Many procedures are performed in horses using standing sedation and local blocks. This avoids the risk of general anesthesia and can make surgery easier due to the position, height and decreased blood loss. [Standing patients bleed less due to lower blood flow to the head and back.] However, standing procedures can be more dangerous for the veterinarian and any assistants; patient selection is important. Veterinarians can be injured even with horses restrained in stocks.
Recumbent horse surgery usually requires general anesthesia rather than just sedation. However, horses are rarely intubated for field procedures as there is no oxygen source or ventilator available in those situations. Anesthesia is maintained through repeated injections or iv infusion protocols.
Horses are not the best anesthesia candidates. They tend to ventilate poorly and often have poor oxygenation when under general anesthesia. Horses also have strong flight or fight responses and tend to react rather than think, particularly in foreign environments. Field anesthesia is usually safe and effective if it is 1) kept to less than 60 minutes and 2) done in a safe outdoor space.
If injectable anesthesia is required for more than 60 minutes, the risk of complications and rough recovery increases. Large horses can also develop myopathies and neuropathies due to the pressure of the large body weight on bony prominences.
Hills, traffic and physical obstacles can be issues during recovery. Open grassy fields away from roads are ideal. Stall recoveries are dangerous places for both the waking horse and surgeon. Recovery stalls are necessary in hospital environments but typically are padded and have safe observation decks and exit plans.
Cattle surgery is typically performed standing.
Bloat occurs rapidly in the recumbent animal (whether sedated or under general anesthesia) and can lead to respiratory difficulty and poor venous return to the heart. Cattle may not even require sedation but will stand quite well for surgery using only local anesthesia (local block or epidural).

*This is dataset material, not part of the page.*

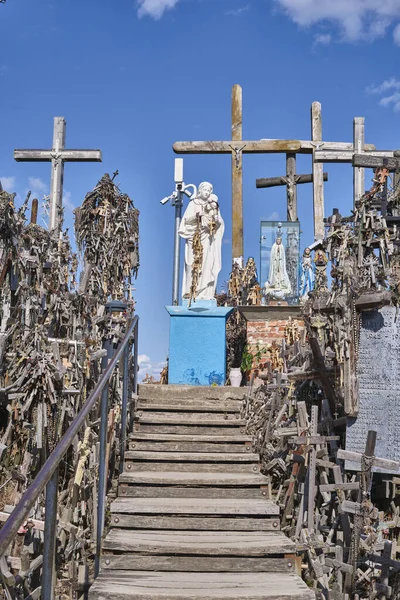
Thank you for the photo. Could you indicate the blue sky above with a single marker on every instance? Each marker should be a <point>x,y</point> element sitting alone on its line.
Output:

Recumbent surgery is more common in calves and is required for hernia repair, some abdominal procedures and for many teat surgeries. Depending on the health of the animal, the patient may be heavily sedated with a local block used for analgesia or the animal may be fully under general anesthesia. Unless performed in a hospital with oxygen and anesthesia machines, patients are not intubated. Intubation requires a much deeper plane of anesthesia than is required for most procedures and increases the risk involved in field anesthesia (since the benefits are limited).
Small ruminants, camelids and pigs
Most small ruminant procedures are performed with the patient recumbent. While you could do surgery in a standing goat, you would need facilities that allowed the animal to be lifted to a better working height and to be restrained with a head gate or chute. This is most likely on a working dairy goat farm. The rest of your small ruminant patients will usually be sedated in lateral recumbency. Camelids will tend to kush (lie down) regardless of what you do but some will stay standing. Pigs do the opposite of whatever you want and noisily. Rarely are these animals intubated in the field; however, small animal machines can be used on many of these animals in the clinic. If the animal can be brought into the facility, intubation and inhalant anesthesia are very useful for more involved or longer procedures.